Six months since the interview, Shardul stitched together a combination of determination and skill in that very position, unleashing cuts, drives and pulls with elan. The sweat of his toil in Boisar was reaping benefits in Brisbane.
He hit nine boundaries and two sixes in all, reaching his fifty by walloping Nathan Lyon over long on. Here was a man who wasn’t even in the Test squad to begin with, but continued to visualise that he would end up playing a vital role with the bat one day.
The new ball troubled him briefly, cutting him in half on more than one occasion, but his doggedness couldn’t be defeated. He repeatedly unleashed refined strokeplay against Australia’s pace battery – one shot even drew comparisons to Steve Waugh – along the way to his maiden Test fifty.
The applause from the dressing room after his dismissal highlighted how much the knock meant for India. But at a personal level, it was a big win for a cricketer who has been working hard to enhance his all-round skill-set, and fighting to stay afloat in India’s bowling whirlpool.
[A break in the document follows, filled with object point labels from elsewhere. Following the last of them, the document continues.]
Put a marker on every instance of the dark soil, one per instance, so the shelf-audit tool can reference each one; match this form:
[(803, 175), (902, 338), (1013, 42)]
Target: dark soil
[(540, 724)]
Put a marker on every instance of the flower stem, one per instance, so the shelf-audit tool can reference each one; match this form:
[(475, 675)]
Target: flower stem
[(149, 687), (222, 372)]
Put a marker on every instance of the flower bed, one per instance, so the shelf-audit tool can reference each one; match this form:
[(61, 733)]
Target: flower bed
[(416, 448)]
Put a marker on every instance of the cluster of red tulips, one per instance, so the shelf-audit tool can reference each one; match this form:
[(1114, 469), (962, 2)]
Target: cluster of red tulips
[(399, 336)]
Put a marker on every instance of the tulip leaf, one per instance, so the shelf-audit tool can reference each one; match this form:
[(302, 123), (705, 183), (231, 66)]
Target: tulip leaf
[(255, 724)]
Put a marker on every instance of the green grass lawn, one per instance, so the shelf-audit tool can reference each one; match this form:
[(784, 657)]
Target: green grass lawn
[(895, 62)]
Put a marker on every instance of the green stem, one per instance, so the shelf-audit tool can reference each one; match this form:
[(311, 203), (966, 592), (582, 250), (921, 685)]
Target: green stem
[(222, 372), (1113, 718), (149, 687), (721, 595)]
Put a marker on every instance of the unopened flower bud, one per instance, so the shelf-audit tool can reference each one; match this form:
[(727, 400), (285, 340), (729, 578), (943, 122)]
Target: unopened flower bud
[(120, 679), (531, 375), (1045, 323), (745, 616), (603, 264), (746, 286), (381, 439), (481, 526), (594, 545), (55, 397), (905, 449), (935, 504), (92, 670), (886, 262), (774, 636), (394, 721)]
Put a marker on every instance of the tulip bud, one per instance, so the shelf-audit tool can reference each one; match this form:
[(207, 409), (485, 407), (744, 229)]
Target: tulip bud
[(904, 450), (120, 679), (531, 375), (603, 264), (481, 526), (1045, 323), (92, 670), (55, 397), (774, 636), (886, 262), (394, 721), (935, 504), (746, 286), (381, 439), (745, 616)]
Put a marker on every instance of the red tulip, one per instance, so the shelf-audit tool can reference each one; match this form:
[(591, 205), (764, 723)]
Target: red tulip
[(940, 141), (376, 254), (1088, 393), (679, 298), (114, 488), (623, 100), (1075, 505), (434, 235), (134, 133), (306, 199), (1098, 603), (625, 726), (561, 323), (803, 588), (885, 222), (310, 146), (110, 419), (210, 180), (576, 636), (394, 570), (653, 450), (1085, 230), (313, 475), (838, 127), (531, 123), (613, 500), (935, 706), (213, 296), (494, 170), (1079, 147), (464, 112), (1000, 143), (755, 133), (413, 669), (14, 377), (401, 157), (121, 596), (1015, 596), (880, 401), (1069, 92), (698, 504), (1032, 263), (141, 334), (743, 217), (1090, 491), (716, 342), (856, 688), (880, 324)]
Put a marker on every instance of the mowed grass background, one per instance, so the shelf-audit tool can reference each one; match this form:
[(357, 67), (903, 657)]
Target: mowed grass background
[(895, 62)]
Once India’s full-strength attack returns, it would be difficult to find a place for Shardul, and he could end up being thrown into the fringes once again. A determined Shardul has proved that he is out to claw his way back in, one way or another.
Faf du Plessis might be sitting somewhere, marvelling at the remarkable evolution of his CSK teammate from a television set. Thakur, tailender no more.